Re the "-em" removal to help words ending "system" vs "systems", I wonder if a better approach is to suppress the removal of "-em" when the word ends "-system" (or is "system"):
diff --git a/algorithms/german.sbl b/algorithms/german.sbl
index cd303b15..7dfa9c62 100644
--- a/algorithms/german.sbl
+++ b/algorithms/german.sbl
@@ -84,7 +84,10 @@ backwardmode (
define standard_suffix as (
do (
[substring] R1 among(
- 'em' 'ern' 'er'
+ 'em'
+ ( not 'syst' delete
+ )
+ 'ern' 'er'
( delete
)
'e' 'en' 'es'
@OlgaGuselnikova That addresses all the "system" cases and should avoid the overstemming you mention. Were there any other cases this approach doesn't address?
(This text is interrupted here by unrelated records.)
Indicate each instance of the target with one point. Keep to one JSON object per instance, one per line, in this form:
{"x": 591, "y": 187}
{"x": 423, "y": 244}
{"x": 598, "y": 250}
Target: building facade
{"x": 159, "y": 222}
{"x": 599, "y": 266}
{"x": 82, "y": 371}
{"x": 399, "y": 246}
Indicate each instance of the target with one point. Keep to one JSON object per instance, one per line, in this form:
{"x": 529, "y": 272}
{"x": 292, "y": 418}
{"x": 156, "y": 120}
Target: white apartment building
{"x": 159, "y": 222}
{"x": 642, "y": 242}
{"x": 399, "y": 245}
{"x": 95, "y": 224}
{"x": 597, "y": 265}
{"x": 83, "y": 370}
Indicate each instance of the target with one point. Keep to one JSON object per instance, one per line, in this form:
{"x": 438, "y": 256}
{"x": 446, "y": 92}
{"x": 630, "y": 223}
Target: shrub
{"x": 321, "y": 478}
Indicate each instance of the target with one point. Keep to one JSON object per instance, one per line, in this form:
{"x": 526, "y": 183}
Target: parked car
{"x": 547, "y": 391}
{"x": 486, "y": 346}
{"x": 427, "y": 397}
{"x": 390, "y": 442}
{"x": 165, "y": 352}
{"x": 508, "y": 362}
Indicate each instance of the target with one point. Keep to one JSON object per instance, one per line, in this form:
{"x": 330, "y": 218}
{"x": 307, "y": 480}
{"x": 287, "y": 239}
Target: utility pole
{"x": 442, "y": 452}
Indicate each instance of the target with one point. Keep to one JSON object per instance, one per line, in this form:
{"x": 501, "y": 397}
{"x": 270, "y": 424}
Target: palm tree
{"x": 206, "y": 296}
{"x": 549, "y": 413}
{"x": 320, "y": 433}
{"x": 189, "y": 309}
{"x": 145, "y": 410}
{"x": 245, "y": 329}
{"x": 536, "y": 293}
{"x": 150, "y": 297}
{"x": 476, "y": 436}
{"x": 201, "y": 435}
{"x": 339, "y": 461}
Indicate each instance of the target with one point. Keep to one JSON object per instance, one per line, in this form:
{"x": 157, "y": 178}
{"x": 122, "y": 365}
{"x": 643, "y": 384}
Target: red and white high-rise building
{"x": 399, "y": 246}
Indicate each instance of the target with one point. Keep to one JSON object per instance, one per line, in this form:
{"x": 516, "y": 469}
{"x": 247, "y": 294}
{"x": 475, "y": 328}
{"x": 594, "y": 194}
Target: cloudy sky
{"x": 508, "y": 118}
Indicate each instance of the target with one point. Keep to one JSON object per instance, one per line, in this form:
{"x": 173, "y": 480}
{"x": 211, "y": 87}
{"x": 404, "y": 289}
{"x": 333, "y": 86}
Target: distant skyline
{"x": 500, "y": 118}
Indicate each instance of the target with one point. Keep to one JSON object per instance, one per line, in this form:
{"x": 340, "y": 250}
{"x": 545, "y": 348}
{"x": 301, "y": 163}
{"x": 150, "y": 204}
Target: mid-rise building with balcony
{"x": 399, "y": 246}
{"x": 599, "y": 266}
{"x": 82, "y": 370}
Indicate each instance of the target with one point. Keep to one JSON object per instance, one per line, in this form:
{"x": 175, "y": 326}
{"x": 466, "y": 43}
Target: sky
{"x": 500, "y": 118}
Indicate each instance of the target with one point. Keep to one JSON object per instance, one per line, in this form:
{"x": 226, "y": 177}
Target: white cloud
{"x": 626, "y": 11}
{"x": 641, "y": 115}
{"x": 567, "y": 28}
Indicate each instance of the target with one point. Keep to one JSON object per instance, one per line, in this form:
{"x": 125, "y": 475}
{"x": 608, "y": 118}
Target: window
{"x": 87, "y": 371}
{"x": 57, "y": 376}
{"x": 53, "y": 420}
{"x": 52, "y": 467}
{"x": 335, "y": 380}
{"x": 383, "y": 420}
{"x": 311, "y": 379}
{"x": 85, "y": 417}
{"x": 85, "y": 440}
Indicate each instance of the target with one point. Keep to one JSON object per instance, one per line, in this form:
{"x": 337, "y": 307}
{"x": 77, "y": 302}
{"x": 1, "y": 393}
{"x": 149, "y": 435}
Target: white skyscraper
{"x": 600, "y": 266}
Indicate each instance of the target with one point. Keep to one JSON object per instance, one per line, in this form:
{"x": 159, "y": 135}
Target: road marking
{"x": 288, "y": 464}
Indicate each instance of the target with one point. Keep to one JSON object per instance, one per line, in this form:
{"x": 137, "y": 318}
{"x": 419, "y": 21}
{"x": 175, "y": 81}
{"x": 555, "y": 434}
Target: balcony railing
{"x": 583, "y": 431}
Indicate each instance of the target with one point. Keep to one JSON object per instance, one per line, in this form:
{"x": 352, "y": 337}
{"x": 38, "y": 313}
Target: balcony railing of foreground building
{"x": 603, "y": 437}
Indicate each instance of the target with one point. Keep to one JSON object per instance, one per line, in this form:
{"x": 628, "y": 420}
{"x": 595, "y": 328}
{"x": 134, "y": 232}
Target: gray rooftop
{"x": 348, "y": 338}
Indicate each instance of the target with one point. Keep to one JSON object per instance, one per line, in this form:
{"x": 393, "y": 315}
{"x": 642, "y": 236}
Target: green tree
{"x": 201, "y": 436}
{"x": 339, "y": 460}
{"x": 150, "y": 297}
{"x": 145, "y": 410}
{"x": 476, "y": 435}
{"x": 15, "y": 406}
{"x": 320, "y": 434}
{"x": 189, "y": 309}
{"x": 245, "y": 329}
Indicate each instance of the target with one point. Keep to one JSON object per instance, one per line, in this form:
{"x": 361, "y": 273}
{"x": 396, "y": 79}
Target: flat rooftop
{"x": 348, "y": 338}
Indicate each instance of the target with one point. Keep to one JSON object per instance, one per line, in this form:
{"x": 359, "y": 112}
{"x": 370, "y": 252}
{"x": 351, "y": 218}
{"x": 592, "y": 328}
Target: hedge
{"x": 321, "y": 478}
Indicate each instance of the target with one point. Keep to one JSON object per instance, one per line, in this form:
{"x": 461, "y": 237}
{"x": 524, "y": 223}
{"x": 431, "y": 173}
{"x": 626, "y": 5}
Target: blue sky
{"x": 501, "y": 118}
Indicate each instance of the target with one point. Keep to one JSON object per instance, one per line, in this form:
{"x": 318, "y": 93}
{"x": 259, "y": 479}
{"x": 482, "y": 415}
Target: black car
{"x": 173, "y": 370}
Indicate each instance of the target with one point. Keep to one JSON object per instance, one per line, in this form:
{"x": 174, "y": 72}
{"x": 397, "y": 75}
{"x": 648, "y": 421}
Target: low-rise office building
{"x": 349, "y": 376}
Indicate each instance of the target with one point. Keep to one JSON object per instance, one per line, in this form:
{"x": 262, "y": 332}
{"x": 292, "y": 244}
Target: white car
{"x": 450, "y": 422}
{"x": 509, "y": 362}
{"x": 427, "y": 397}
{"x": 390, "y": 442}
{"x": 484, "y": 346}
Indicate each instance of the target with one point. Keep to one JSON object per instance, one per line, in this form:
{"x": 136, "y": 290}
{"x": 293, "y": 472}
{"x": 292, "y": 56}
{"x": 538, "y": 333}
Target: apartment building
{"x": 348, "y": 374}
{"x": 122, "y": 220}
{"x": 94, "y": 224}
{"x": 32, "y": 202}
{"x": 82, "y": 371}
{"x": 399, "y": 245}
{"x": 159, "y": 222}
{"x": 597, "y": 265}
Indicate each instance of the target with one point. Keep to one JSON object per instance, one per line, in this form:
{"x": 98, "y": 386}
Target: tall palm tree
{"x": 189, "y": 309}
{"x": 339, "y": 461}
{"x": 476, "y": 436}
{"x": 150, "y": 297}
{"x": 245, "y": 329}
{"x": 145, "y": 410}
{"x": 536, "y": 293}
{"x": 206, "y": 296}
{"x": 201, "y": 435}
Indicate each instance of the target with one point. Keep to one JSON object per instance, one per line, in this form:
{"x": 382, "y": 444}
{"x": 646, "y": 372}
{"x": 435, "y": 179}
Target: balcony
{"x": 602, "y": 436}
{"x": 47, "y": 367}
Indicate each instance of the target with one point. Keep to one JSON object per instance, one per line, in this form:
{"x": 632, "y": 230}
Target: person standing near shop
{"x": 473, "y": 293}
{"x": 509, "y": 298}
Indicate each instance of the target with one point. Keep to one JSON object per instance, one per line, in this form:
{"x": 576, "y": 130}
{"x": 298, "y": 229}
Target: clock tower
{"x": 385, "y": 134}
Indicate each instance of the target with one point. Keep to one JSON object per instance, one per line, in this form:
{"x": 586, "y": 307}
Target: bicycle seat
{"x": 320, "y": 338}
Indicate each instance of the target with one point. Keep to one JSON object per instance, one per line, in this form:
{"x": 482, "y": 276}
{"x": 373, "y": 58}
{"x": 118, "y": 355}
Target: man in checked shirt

Re the "-em" removal to help words ending "system" vs "systems", I wonder if a better approach is to suppress the removal of "-em" when the word ends "-system" (or is "system"):
I've gone ahead and merged this change.
-ln replaced with -l
This seems good too.
Looking more closely, I see one problematic case in our test vocabulary: "Keller" (cellar) and "Kellner" (waiter) are conflated by this change. It looks to me like this is because the latter originally meant something like "person who looks after a cellar" and the meaning has evolved, rather than this being a sign that this check is being added in the wrong place. It'd be nicer to avoid this and maybe there are other cases like this, but OTOH it improves many cases so making one worse might be acceptable.
-ln replaced with -l
Looking more closely, I see one problematic case in our test vocabulary: "Keller" (cellar) and "Kellner" (waiter) are conflated by this change. It looks to me like this is because the latter originally meant something like "person who looks after a cellar" and the meaning has evolved, rather than this being a sign that this check is being added in the wrong place. It'd be nicer to avoid this and maybe there are other cases like this, but OTOH it improves many cases so making one worse might be acceptable.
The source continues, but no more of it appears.